Prodotti come mele, pere, mandorle, agrumi, pesche, kiwi, castagne, ciliegie, albicocche, susine, meloni, cocomeri, pomodori, zucchine, soia, girasole e colza, senza dimenticare la viticoltura, dipendono completamente o in parte dalle api per la produzione dei frutti. Ma le api sono utili anche per la produzione di carne e del latte, con l'azione impollinatrice che svolgono nei confronti delle colture foraggere da seme, come l'erba medica e il trifoglio, fondamentali per i prati destinati agli animali da allevamento. Anche la grande maggioranza delle colture orticole da seme, come l'aglio, la carota, i cavoli e la cipolla, si può riprodurre grazie alle api.

Non è che dobbiamo pensare che il problema sia definitivamente risolto, anche se questo può essere un segnale positivo, perché vi sono segnali confortanti anche dalle regioni interessate dalla coltivazione del mais, dove si erano registrate pesanti morie di api.
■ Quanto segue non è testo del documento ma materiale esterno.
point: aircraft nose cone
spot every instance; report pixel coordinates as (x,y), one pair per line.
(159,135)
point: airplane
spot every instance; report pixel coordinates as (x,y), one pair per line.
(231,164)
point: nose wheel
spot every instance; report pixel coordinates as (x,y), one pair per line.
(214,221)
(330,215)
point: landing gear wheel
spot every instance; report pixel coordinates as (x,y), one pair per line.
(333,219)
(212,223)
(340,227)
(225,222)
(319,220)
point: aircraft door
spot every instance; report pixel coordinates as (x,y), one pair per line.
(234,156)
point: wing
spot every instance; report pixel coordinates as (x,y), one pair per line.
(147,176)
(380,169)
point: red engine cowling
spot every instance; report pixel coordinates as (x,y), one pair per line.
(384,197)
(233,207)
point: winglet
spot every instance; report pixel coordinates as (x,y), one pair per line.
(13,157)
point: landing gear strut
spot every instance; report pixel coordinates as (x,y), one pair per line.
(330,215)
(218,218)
Il vero problema resta l’abuso di prodotti chimici in settori vitali per la salute nostra e degli animali. La chimica ha sicuramente portato molti vantaggi, ma il suo abuso ha reso sterile il suolo, le malattie sono diventate più aggressive e il sistema ecologico è fortemente compromesso. L’attuale “agricoltura industriale” è diventata costosa, quando le sperimentazioni della agricoltura biologica mostrano che i metodi “vecchi” sono alla fine più produttivi e non hanno controindicazioni.
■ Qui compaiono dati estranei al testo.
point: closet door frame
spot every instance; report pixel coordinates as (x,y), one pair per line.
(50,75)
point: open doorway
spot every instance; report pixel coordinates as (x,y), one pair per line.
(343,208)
Il vero problema in agricoltura, come nella sanità e nella cosmetica è, come abbiamo già più volte detto, la mancanza di corretta informazione. Da una parte abbiamo industrie potentissime in grado di orientare la comunicazione, dall’altra gli utenti finali non hanno propri “consulenti”: chi li consiglia sono gli stessi venditori dei prodotti e si è mai visto che un venditore abbia detto che il prodotto della concorrenza è migliore, o peggio, che il prodotto che lui vende o propaganda è sconsigliabile perché fa danni?

Mai visto!

E allora questo è un problema che deve essere ben regolamentato dalle leggi, con sperimentazioni e controlli svolti da enti indipendenti, non pagati dalle imprese, i “consulenti” non devono avere rapporti economici con le imprese che vendono i prodotti. Questo ci si dovrebbe attendere da un governo che vogliono il libero mercato, ma i nostri governanti sono tutti di ispirazione capitalista o semicapitalista, dove l’imprenditore deve essere sempre libero.